As the light source of the sensors, light having features tailored to the intended application, which are wavelength distribution, luminance and profile, is used. As the wavelength of the light, visible light to infrared light are used often. Especially, infrared light is widely used since it is characterized by being resistant to the influence of outside light, being invisible, and making it possible to observe the slight inside of a target. For the type of the light source, a LED light source and a laser light source are used often. For example, to detect a distant place, a laser light source is preferably used, which is small in light spread. To detect a relatively near place or irradiate a relatively wide region, an LED light source is preferably used.
The size and shape of a target irradiation region is not always consistent with the spread (profile) of light from a light source. In this case, it is necessary to regulate the shape of the light by a diffuser plate, lens, shield plate, etc. Recently, a so-called light shaping diffuser (LSD) was developed, which is a diffuser plate that can shape the shape of light to some extent.
As another light shaping method, a diffractive optical element (DOE) is provided, which utilizes a diffraction phenomenon that is observed when light passes through an area where materials with different refractive indices are periodically arranged. The DOE is basically designed with respect to a single wavelength of light and, in theory, it can shape light in an almost desired shape. With the above-mentioned LSD, the intensity of light in an irradiation region has a Gaussian distribution.
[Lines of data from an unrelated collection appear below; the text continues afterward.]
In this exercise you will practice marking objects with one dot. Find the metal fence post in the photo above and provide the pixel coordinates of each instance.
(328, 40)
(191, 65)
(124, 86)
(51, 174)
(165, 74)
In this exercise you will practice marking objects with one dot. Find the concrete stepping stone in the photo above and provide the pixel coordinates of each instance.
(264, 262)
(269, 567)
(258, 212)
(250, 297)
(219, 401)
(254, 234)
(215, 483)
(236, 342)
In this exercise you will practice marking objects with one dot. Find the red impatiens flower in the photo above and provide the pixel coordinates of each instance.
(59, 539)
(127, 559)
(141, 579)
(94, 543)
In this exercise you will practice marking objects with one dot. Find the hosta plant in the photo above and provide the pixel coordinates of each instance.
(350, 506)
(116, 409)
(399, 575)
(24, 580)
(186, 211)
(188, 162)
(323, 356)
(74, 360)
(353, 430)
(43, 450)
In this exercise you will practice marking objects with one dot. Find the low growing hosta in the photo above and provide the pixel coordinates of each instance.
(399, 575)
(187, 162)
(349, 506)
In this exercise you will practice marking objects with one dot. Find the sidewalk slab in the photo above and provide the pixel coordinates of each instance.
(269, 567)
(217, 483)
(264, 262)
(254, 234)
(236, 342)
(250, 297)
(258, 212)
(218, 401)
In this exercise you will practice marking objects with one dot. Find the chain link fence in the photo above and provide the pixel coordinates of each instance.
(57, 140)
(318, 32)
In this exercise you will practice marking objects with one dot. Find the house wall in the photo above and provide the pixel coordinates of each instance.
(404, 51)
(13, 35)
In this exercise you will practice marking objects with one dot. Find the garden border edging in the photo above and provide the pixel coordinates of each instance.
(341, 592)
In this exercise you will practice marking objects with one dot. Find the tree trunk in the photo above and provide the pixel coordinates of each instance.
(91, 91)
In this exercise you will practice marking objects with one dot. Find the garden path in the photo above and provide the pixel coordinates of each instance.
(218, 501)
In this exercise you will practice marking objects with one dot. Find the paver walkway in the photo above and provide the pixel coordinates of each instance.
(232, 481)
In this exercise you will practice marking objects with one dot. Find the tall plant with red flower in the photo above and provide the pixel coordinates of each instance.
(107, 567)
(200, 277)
Meanwhile, the DOE can control the uniformity of light distribution in an irradiation region. Such a characteristic of the DOE is advantageous in increasing efficiency by reducing light irradiation to an unnecessary region, and in downsizing a device by, for example, decreasing the number of light sources (for example, see Patent Document 1, etc.)
The DOE is applicable to both a directional light source such as laser and a diffused light source such as LED. The DOE is also applicable to a wide range of wavelengths including ultraviolet light, visible light and infrared light.
The DOE needs nanometer-scale microfabrication. Especially, to diffract a long wavelength of light, it is needed to form a high-aspect-ratio fine shape. Therefore, an electron beam lithography technique using an electron beam, has been used for the production of the DOE. For example, a desired DOE can be obtained as follows: a hard mask and a resist film are formed on a quartz plate, which is transparent in ultraviolet to infrared ranges; a predetermined shape is photolithographically created in the resist by using an electron beam, followed by developing the resist, dry-etching the hard mask, and then dry-etching the quartz, thereby forming a pattern on a surface of the quartz plate; then, the hard mask is removed, thereby obtaining the desired DOE.